The Media Line Staff

Jerusalem, Israel (TML) – Beautiful women may get first dibs for a place on the cheerleading squad or for a partner on the dance floor, but when it comes to the job market they would do better to hide their looks, a new study by Israel’s Ben-Gurion University of the Negev has found.

Conventional wisdom has it that beautiful people are the most likely to be hired, even though laboratory tests and studies using hypothetical situations have found exactly the opposite to be the case. Two Ben-Gurion economists, however, broke new ground in their study “Are Good-Looking People More Employable?” by sending resumes — some with photographs of attractive women, some with pictures of Plain Janes and some with no picture at all — to real advertised job listings.

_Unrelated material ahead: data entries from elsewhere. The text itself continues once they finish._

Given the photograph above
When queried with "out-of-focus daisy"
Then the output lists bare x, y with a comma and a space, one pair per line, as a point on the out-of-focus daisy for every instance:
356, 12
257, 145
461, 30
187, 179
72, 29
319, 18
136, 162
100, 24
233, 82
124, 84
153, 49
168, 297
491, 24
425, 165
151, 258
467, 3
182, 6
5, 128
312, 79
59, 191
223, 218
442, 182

It was a bad day for the beautiful. Pictureless resumes were the most likely to get a call-back for an interview — 22% more than the resumes of Plain Janes and 30% more than for attractive women.

“I assumed the beauty premium for women was higher, but it was not,” Dr. Bradley Ruffle, one of the two economists who conducted the study, told The Media Line. “I suspected the order would go attractive, no picture and then plain. This was the exact result with the male applicants, but female candidates were treated differently.”

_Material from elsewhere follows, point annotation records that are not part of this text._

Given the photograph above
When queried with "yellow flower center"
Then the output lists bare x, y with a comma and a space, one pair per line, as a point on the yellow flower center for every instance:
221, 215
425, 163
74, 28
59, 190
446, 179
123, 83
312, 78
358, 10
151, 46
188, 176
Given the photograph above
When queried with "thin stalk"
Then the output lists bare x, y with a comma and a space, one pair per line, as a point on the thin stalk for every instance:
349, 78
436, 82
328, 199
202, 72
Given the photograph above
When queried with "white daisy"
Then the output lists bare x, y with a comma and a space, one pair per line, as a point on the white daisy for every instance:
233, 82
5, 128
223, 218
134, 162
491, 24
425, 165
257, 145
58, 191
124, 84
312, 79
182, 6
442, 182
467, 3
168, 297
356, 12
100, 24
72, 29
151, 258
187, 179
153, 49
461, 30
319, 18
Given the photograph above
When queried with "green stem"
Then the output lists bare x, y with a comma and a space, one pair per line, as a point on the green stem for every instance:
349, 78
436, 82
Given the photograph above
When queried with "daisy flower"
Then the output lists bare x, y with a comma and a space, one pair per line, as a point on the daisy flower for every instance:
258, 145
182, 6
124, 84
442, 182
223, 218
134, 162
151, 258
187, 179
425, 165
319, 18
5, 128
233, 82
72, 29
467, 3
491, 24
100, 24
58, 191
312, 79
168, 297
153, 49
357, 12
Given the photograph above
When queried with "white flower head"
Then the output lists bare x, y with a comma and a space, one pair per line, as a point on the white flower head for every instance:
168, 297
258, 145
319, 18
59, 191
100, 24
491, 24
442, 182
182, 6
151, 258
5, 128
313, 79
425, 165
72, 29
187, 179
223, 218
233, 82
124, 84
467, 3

Attractive males elicited a callback on their resumes 19.9% of the time, while among ordinary ones the rate was 13.9%, the study found. Pictureless resumes got the lowest response rate of all, with just 9.2% getting a call-back. The difference is quite significant for job seekers: An attractive male need only send five resumes to perspective employer to get an interview, while his ordinary-looking rival has to send out 11, said Ze’ev Shtudiner, a PhD candidate and Ruffle’s colleague.

“This really goes against what I would assume about the hiring process,” Ayelet Hazie, the public relations manager at Manpower Israel told, The Media Line. “The results are very interesting and not at all expected.”

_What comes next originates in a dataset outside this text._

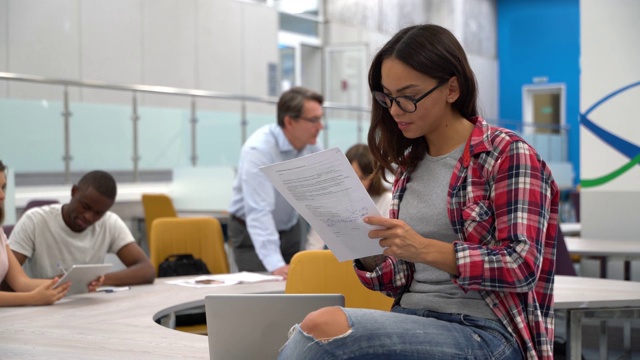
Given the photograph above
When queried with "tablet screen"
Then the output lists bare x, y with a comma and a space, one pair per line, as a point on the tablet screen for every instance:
81, 275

Israel was the ideal testing site for the study because, unlike most other countries, there is no set standard on whether or not to include a photo in a job application.

“In Anglo-Saxon countries, it’s taboo to send a picture, whereas in continental Europe it is the norm and in China the process of attaching a picture is regulated. In Israel, it’s an in-between case, and people are free to choose and the results shed light on when or when not to use a picture,” Ruffle said.

If female beauty is a handicap to employment, blame other women. A follow-up call to the companies posting jobs revealed that 96% of the time the first-line decision maker on whether to pursue an application was in the hands of a woman. Not only that, she was likely to be young (the average age was 29) and single (67%), two characteristics associated with a “jealous response” when confronted with a young, attractive rival in the workplace, the study said.

“Companies don’t discriminate against men, they treat all males alike. And the companies treat the women without pictures the same as the plain,” Ruffle said. “But the attractive women are discriminated against.”